Read Golden Delicious . You’ll never look at life – or books and words – the same way again. Do not miss this book. P.S. Plant more trees, especially apple trees.

BIRD BY BIRD – Anne Lamott.

416KhjPwuKL._AC_US218_

 
Finally I get to read Anne Lamott’s book on writing and writers’ lives. I’ve waited a couple of years to read it, and the wait was worth it.

 
The book title always intrigued me : Bird by Bird. It seemed an odd choice for a work sub-titled Some Instruction on Writing and Life. The back book jacket explains the title’s source:
Thirty years ago my older brother, who was ten years old at the timne, was trying to get a report on birds written that he’d had three months to write. (It) was due the next day. We were Out at our family cabin in Bolinas and he was at the kitchen table close to tears, surrounded by binder paper and pencils and unopened books on birds, immobilized by the hugeness of the task ahead. Then my father sat down beside him, put his arm around my brother’s shoulder, and said, “Bird by bird, buddy. Just take it bird by bird.”
Anne Lamott took her Dad’s advice to heart, and uses his technique in her own writing and teaches it in workshops. I read the book as if it were a novel, over the course of a day. I couldn’t stop reading, laughing and making mental notes along the way. Sorry, no notes on index cards to capture her gems. I should explain : AL uses index cards to capture fleeting events/thoughts/moments during her daily life, on the run as it were. But I’ll be back for a detailed re-read and note taking a little later.

 
Lamott is a strong advocate for the discipline of sticking to a period of daily writing, and starts her writing day at 0900. She sits down and writes. And that, people, is how she became an acclaimed American woman writing coach, journalist and author. You sit down, and you write. Perfectly simple.

 
I learned some useful new approaches to writing; for example her idea of short assignments, the acceptability – maybe I should have written inevitability ? – of terrible first drafts, the cultivation of child-like wonder (oh wow! Look at that!) in our lives as an aid to appreciating life and reflecting the wonder in our own writing.
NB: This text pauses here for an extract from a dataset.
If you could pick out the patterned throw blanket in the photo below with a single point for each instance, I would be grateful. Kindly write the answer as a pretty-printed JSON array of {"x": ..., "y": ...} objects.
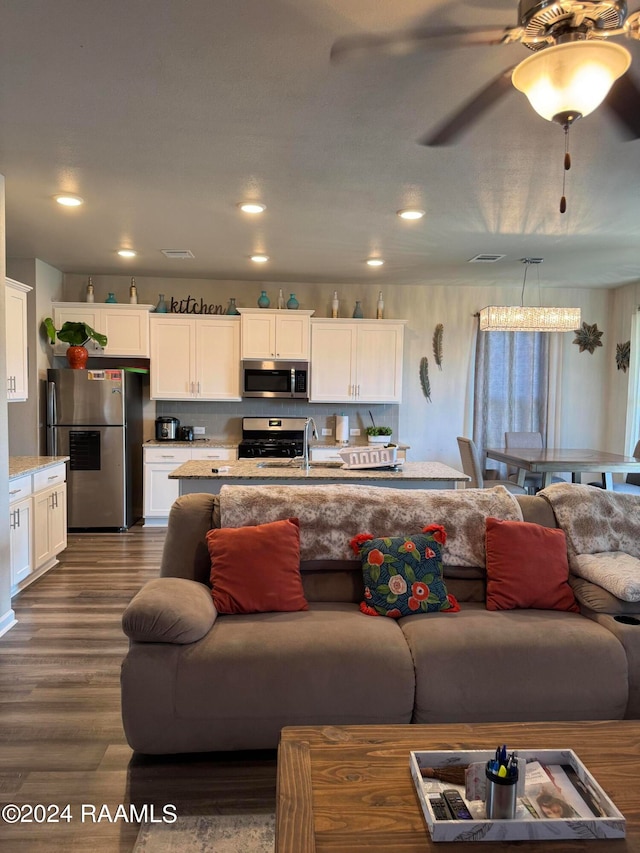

She boldly gives us an unvarnished account of her emotional roller-coaster life during the writing and publishing process. She’s certainly made me view the glory of publication in a very different light! Is it really the Holy Grail it’s supposed to be? I wonder. The process sounds more painful than pleasurable.

 

Highly recommended for aspirant writers and also for anyone who wants to live a vital, connected life.